Ambos intercambiaron una mirada. Ahora que lo pensaba, era extraño que Jefferson McKay, un hombre siempre envuelto en problemas financieros, hubiera ofrecido a su hija para trabajar en el Grupo Bryant. ¿Qué estaría tramando? Max sonrió, divertido. Quizás Jefferson creía que Antonella podría recopilar información útil para él, especialmente considerando que estaba ahogado en deudas y gran parte de su patrimonio estaba hipotecado… y que esas hipotecas las manejaba el Grupo Bryant.

¿Acaso Jefferson creía que tenían su apellido en lo alto por el simple hecho de tenerlo?  Comenzó a reírse y Chris lo miró confundido. Es que era chistoso. No por nada eran conocidos por ser grandes negociantes, no se aprovechaban del prójimo, no, claro que no, sabían invertir, pero Max no iba a negar que estaban aprovechándose de la estupidez de Jefferson, quien era un amante a las apuestas y a derrochar dinero.

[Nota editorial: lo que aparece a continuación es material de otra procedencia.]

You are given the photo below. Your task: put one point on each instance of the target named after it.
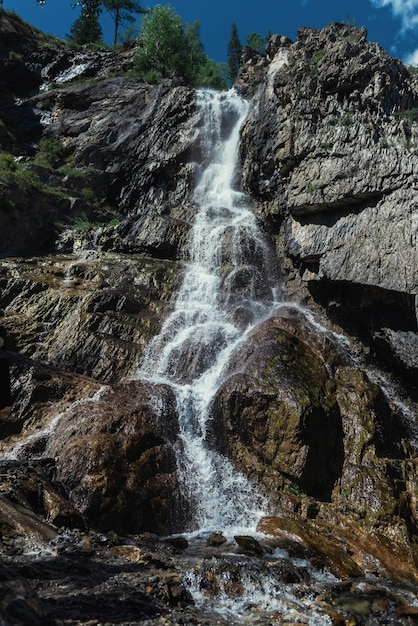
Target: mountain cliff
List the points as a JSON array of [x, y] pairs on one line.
[[319, 406]]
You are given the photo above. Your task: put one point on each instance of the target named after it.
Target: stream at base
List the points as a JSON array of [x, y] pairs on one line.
[[227, 288]]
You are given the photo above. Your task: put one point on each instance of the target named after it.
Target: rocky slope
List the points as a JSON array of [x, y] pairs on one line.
[[96, 201]]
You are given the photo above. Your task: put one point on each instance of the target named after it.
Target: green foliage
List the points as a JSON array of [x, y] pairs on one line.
[[234, 53], [51, 152], [166, 46], [122, 12], [412, 70], [162, 45], [14, 173], [256, 42]]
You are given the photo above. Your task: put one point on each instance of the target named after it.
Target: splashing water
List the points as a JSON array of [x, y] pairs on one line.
[[224, 293]]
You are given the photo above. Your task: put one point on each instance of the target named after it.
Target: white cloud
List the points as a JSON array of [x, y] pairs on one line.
[[405, 10]]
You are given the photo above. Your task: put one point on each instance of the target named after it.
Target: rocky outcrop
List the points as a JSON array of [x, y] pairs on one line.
[[329, 159], [297, 418]]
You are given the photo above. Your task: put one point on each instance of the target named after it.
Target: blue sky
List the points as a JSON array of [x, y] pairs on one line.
[[392, 23]]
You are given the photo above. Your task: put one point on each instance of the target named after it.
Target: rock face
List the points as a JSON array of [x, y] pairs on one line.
[[329, 147], [96, 240]]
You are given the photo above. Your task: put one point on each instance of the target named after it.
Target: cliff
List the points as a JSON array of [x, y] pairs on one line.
[[319, 406]]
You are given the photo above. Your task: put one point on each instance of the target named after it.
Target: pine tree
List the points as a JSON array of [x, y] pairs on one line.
[[122, 13], [234, 54]]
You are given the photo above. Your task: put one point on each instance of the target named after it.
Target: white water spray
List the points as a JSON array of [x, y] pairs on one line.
[[224, 293]]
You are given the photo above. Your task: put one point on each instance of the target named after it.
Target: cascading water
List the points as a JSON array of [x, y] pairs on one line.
[[224, 292]]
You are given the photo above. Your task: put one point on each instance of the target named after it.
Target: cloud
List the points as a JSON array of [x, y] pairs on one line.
[[405, 10]]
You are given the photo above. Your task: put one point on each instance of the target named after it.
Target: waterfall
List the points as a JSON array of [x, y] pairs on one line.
[[226, 289]]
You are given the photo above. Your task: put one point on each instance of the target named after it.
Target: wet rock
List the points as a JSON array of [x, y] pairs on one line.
[[249, 544], [216, 539]]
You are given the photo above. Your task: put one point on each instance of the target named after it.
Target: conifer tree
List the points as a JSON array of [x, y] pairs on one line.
[[86, 28], [234, 53], [122, 13]]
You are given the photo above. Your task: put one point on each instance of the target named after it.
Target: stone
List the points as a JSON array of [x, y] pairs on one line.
[[216, 539], [249, 544]]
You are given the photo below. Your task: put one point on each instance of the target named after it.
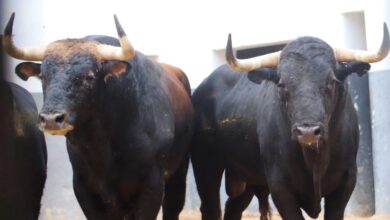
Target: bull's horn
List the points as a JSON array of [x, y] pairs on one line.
[[245, 65], [347, 55], [26, 53], [125, 52]]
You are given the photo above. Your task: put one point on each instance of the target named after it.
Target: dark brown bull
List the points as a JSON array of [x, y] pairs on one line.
[[127, 122]]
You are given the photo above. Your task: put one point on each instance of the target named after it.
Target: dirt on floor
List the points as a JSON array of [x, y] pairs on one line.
[[194, 215]]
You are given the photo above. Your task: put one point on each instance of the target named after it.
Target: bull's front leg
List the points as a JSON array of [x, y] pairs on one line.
[[336, 202], [208, 171], [287, 205], [150, 196], [90, 202]]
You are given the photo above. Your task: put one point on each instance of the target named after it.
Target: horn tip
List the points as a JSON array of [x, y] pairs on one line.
[[119, 28], [8, 28], [229, 50]]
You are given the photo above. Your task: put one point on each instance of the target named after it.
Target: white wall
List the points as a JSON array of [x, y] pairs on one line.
[[189, 34]]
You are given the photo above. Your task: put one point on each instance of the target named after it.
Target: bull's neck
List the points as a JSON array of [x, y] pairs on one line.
[[317, 162]]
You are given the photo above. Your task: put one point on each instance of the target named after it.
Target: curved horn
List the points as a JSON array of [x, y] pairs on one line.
[[245, 65], [124, 53], [26, 53], [347, 55]]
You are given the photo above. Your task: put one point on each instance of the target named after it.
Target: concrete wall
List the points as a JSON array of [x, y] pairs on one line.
[[192, 35]]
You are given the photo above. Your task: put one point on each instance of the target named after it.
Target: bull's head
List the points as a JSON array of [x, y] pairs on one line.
[[308, 73], [71, 72]]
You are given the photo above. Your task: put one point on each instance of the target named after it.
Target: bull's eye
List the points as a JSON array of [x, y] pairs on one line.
[[284, 94], [90, 76]]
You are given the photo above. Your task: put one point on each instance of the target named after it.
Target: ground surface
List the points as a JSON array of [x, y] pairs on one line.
[[193, 215]]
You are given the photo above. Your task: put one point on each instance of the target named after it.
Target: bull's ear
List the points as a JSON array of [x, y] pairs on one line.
[[258, 75], [26, 69], [115, 68], [345, 69]]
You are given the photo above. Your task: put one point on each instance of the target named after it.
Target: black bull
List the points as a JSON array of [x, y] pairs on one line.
[[22, 154], [127, 122], [293, 133]]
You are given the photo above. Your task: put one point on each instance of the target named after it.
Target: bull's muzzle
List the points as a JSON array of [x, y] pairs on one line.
[[309, 136], [54, 123]]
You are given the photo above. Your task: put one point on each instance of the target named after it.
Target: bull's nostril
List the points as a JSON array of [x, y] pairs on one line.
[[317, 131], [60, 118], [41, 118], [298, 131]]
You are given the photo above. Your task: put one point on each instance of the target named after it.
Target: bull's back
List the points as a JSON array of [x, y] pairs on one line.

—Ya entiendo… —murmuró Max, una sonrisa fría asomándose en sus labios.

Chris, comprendiendo el pensamiento de su hermano, hizo una mueca.

—¿Crees que está aquí para espiarnos? —preguntó Chris—. Debajo de esa apariencia inocente, quizá se esconde una víbora.

Max asintió. La posibilidad de que Antonella fuera un peón de su padre estaba cobrando sentido. Aun así, la situación era demasiado conveniente para los Bryant como para no aprovecharla. Sabían que la familia McKay tenía un historial de oportunismo, y ellos mismos habían sido víctimas en el pasado. El patriarca, Ross McKay, había manipulado a su abuelo en los negocios, dejándolos en una situación complicada, pero gracias a Bradley Bryant, el padre de Max, habían logrado levantarse y construir un imperio mucho más fuerte.

Nadie en la familia olvidaba esa traición, y Max menos que nadie. Sabía que estaban utilizando las malas decisiones de Jefferson a su favor; cada préstamo, cada deuda que los McKay adquirían, los acercaba a perderlo todo en manos de los Bryant. Era solo cuestión de tiempo.

Max volvió a mirar la taza que había usado Antonella. Si ella había llegado con intenciones de traicionarlos, estaba destinada a fracasar. Nadie jugaba con los Bryant, y quienes lo intentaban, siempre terminaban pagando el precio.